Summary of the decision in respect of the First Issue
48 In sum, this court considers that the prevailing judicial approach in a setting aside application taken out pursuant to section 27(5) of the SOPA is such that the court should play a limited role as envisaged by Prakash J in SEF Construction Pte Ltd and endorsed by the Court of Appeal in Lee Wee Lick Terence (and also Citiwall Safety Glass Pte Ltd). Flowing from that, this court has found no valid reason to embark on a review of the adjudicator’s decision relating to the validity of the Payment Response.

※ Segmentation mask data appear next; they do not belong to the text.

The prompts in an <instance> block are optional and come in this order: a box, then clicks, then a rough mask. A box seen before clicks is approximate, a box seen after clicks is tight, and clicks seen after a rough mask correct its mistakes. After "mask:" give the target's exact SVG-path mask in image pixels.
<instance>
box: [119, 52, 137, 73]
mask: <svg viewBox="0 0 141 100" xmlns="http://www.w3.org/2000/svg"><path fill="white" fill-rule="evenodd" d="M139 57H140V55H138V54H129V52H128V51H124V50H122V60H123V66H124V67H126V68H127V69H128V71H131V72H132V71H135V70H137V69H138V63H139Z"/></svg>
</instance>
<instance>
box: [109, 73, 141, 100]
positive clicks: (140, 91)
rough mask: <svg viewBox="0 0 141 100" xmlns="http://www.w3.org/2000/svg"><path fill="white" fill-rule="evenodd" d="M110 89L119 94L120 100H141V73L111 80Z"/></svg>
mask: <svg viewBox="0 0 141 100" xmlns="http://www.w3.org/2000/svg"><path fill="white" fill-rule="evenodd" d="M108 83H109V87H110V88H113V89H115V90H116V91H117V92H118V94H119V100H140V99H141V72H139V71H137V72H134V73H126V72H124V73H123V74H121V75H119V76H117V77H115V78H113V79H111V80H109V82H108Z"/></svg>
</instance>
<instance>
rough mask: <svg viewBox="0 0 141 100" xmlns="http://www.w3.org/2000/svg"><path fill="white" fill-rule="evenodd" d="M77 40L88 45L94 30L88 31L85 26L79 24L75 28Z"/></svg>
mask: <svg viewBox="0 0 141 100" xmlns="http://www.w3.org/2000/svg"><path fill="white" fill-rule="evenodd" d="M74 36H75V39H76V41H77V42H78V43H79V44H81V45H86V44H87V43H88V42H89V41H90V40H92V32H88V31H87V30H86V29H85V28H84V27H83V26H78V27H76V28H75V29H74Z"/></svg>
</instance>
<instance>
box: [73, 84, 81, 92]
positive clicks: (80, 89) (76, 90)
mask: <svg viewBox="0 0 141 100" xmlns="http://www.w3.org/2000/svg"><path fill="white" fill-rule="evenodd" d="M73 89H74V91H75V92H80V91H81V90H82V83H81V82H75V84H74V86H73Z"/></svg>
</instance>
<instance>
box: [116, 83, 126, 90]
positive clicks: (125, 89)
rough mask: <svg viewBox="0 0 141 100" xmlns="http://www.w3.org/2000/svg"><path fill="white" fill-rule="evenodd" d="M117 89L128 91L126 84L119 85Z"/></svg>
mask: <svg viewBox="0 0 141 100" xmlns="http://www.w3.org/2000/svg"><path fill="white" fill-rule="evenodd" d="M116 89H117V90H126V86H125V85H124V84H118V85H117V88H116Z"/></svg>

The Second Issue and the Third Issue
49 In the light of this court’s decision in relation to the First Issue, this court will make no specific finding in relation to the Second Issue and the Third Issue (see [20(b)]-[20(c)] above). Nevertheless, for completeness particularly with regard to the Third Issue, this court will repeat its views expressed earlier that there is no basis upon which the Defendant could launch a challenge premised either on a “jurisdictional error” (see [39]-[44] above) or a breach of the rules of natural justice (see [46]-[47] above) committed by the adjudicator in question.
Conclusion
50 For the reasons stated above, the Application is dismissed. I will hear the parties on the issue of costs.
Colin Seow
Assistant Registrar
Liow Wang Wu Joseph and Charlene Cheam (M/s Straits Law Practice LLC) for the Plaintiff;
Chong Yew Meng Luke and Ng Ser Chiang (M/s Elitaire Law LLP) for the Defendant.